You can build and run the program as follows
$ make mnist.exe
$ ./mnist.exe train-images.idx3-ubyte 2048
The program output looks something like the following (you may need to widen your terminal screen when you run the program so that everything lines up nicely):
#images mult_0(A,B) mult_1(A,B) mult_2(A,B) mult_3(A,B) m_t_0(A,C) m_t_1(A,C) m_t_2(A,C) m_t_3(A,C) m_t_0(A,A) m_t_1(A,A) m_t_2(A,A) m_t_3(A,A) m_t_4(A)
128 1.28451 1.16773 4.28169 6.42253 1.51118 12.8451 25.6901 25.6901 1.51118 12.8451 25.6901 25.6901 25.6901
256 -1 -1 3.80594 4.67093 -1 8.56337 20.5521 12.8451 -1 9.34186 20.5521 14.6801 14.6801
Each row represents the Gflop/s measured for the given number of inputs and each column represents a different algorithm. The first four (mult_0 etc) are increasingly optimized versions of matrix-matrix product, and we are invoking them by passing in a matrix that is the transpose of A. The next four algorithms are increasingly optimized versions of the explicit matrix-transpose product algorithm, where we are passing in A and another matrix that is a copy of A. The next four are the same as the previous, but we are just passing in A for both arguments. Finally, the last column is the most optimized version of the matrix-transpose product, specialized to multiply A against itself.
Note: This program can get really slow for the unoptimized versions of the code so the program will decide not to run certain problem sizes if it senses itself getting too slow for a particular algorithm. In that case a “-1” is printed.
Transpose
The first function that you need to write is for actually computing the matrix transpose. The function skeleton for this is in amath583.cpp. The function takes as an argument the matrix A. It needs to allocate an appropriately sized matrix B, fill it with the transpose of A, and then return B. The program test_transpose.cpp will exercise a few test cases.
Matrix-transpose product
Complete the implementations of mult_trans_0 and mult_trans_1.
Complete the implementations of mult_trans_2 and mult_trans_3.
The program test_mult_transpose.cpp will test your implementations. You will need to have your transpose function working for the test cases in this file to work properly. Each of the algorithms is intended to correspond to the non-transpose variant also contained in amath583.cpp and those implementations should be a useful reference once you have the basic idea of the algorithm down from implementing mult_trans_0.
(Extra Credit)
Complete the implementations of mult_trans_4.
All-Pairs
Once you have your algorithms completed (or as many as you are able), run the mnist.exe driver program up to a maximum number of images of 2048 (say).
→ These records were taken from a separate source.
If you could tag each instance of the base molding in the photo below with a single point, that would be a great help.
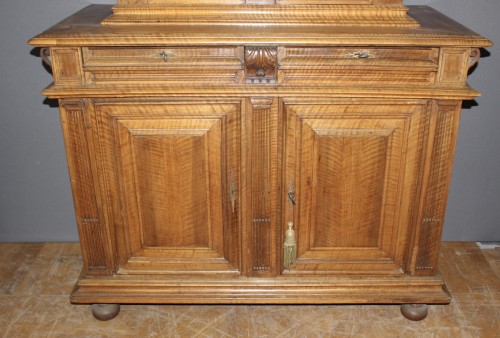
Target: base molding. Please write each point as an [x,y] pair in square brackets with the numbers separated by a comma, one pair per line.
[143,289]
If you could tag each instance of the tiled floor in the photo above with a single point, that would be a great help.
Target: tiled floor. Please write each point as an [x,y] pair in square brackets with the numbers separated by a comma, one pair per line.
[35,280]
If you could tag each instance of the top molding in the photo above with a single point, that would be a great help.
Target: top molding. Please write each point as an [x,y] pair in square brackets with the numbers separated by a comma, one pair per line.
[262,12]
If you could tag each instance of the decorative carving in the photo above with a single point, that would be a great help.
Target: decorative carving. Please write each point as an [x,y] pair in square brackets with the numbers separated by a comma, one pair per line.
[475,54]
[261,65]
[232,192]
[261,103]
[45,55]
[71,105]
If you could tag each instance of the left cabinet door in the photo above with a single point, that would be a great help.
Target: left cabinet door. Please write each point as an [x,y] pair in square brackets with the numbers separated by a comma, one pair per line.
[169,173]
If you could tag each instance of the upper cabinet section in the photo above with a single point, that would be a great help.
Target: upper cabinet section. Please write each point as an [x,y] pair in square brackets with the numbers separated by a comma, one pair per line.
[269,12]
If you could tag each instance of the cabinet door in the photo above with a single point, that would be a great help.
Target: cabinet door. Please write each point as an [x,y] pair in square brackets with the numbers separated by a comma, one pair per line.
[353,169]
[170,173]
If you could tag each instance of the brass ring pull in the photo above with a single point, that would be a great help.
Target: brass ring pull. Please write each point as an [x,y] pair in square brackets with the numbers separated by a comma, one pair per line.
[45,55]
[360,54]
[164,55]
[475,54]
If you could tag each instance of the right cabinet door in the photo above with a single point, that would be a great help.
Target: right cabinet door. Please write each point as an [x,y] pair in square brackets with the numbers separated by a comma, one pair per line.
[352,168]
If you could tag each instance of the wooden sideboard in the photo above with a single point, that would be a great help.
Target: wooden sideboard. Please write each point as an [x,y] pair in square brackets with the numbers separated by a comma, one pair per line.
[288,152]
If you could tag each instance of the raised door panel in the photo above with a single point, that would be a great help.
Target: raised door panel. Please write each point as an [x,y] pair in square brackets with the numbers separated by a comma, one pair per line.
[172,172]
[353,169]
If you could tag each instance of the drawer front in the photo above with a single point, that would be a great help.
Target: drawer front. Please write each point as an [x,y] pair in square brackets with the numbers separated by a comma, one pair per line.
[217,65]
[358,66]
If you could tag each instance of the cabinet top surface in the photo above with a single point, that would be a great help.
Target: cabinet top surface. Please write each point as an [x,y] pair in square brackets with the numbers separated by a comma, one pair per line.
[85,28]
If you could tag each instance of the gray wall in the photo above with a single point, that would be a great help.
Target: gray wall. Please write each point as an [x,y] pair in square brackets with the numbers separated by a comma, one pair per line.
[35,196]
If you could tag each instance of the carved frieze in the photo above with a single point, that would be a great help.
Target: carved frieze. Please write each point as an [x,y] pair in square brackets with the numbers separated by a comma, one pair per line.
[261,65]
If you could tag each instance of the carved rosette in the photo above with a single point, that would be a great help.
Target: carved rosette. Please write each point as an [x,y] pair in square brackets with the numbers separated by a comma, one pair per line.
[261,65]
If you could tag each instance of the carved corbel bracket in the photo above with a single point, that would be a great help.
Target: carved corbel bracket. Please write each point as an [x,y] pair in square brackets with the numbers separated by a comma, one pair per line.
[261,65]
[45,55]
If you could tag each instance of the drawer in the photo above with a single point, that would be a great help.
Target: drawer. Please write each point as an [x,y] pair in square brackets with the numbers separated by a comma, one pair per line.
[358,66]
[217,65]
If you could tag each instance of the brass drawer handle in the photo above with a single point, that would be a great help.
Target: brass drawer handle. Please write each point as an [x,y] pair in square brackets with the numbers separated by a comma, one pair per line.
[164,55]
[359,54]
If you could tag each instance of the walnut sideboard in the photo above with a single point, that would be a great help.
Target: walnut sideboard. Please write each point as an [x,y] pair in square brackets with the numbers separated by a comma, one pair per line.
[264,152]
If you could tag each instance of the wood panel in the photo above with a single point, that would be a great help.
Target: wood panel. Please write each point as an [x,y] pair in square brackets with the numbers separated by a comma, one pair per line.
[354,170]
[178,180]
[94,237]
[262,119]
[439,162]
[360,66]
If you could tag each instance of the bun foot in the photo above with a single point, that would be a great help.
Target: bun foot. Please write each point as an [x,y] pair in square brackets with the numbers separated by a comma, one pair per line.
[105,311]
[415,312]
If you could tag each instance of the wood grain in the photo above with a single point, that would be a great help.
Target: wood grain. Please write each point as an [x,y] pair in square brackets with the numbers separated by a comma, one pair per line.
[194,134]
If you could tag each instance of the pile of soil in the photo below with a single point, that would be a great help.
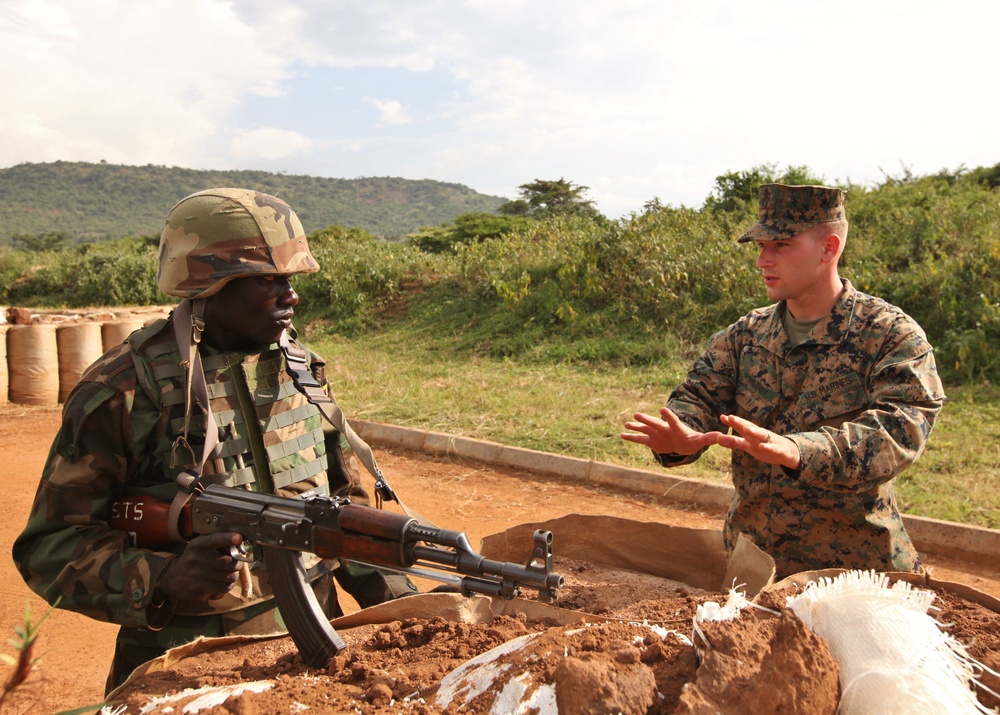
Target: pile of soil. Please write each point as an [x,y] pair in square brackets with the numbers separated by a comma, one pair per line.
[765,661]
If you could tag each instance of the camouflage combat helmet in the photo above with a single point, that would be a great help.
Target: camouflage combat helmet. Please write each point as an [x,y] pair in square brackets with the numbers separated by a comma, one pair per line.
[786,211]
[213,236]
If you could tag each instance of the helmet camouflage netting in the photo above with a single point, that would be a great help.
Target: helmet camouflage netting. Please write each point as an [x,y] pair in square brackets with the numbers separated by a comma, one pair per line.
[213,236]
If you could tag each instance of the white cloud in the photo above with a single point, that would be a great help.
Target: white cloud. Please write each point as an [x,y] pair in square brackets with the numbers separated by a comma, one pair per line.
[268,143]
[637,99]
[390,111]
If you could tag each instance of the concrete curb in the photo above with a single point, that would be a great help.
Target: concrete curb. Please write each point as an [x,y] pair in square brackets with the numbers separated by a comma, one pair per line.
[932,536]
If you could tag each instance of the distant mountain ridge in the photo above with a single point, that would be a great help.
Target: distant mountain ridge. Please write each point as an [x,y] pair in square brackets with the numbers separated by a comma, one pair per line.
[93,202]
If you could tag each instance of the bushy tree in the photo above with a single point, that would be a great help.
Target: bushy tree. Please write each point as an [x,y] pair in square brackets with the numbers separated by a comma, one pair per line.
[544,198]
[465,229]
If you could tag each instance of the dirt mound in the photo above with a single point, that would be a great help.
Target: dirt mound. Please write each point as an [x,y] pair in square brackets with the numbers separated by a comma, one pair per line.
[763,662]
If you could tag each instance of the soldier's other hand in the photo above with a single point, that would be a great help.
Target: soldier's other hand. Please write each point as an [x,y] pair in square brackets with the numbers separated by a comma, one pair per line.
[204,570]
[666,434]
[759,443]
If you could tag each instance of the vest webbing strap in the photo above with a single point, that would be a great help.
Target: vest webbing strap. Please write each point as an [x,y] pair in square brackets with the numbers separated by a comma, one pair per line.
[188,326]
[297,361]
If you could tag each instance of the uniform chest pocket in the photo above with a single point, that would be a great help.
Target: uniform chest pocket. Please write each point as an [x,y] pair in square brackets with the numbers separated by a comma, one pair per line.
[834,400]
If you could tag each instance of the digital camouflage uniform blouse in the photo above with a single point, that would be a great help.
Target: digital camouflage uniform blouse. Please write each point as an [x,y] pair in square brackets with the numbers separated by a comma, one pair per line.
[859,397]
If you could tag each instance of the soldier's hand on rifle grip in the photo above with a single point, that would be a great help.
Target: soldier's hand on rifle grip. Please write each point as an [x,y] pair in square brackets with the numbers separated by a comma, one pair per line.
[204,571]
For your viewing pleasure, the program saves an image of the similarity matrix at each problem size as mnist_similarity_NNN.bmp where NNN is the problem size.
Questions
What do you observe about the different approaches to doing the similarity computation? Which algorithm (optimizations) are most effective? Does it pay to make a transpose of A vs a copy of A vs just passing in A itself. What about passing in A twice vs passing it in once (mult_trans_3 vs mult_trans_4)?
What is the best performance over all the algorithms that you observed for the case of 1024 images? What would the execution time be for 10 times as many images? For 60 times as many images? (Hint: the answer is not cubic but still potentially a problem.) What if we wanted to do, say 56 by 56 images instead of 28 by 28?
The last question is a leading one. Though modern hardware can provide astonishing levels of performance, we can easily overwhelm a single CPU by just trying to solve a bigger problem. And, often, the resource requirements grow much more rapidly than the problem size.
There are various things we can do to address this issue. First, we can try to be more clever and use better algorithms (see extra credit problem next). And, we can implement our algorithms in such a way that we can use more hardware resources (and/or more specialized hardware) to solve the same problem. We will be looking at being more clever for the next two assignments and then we will take up using parallelization and using GPUs.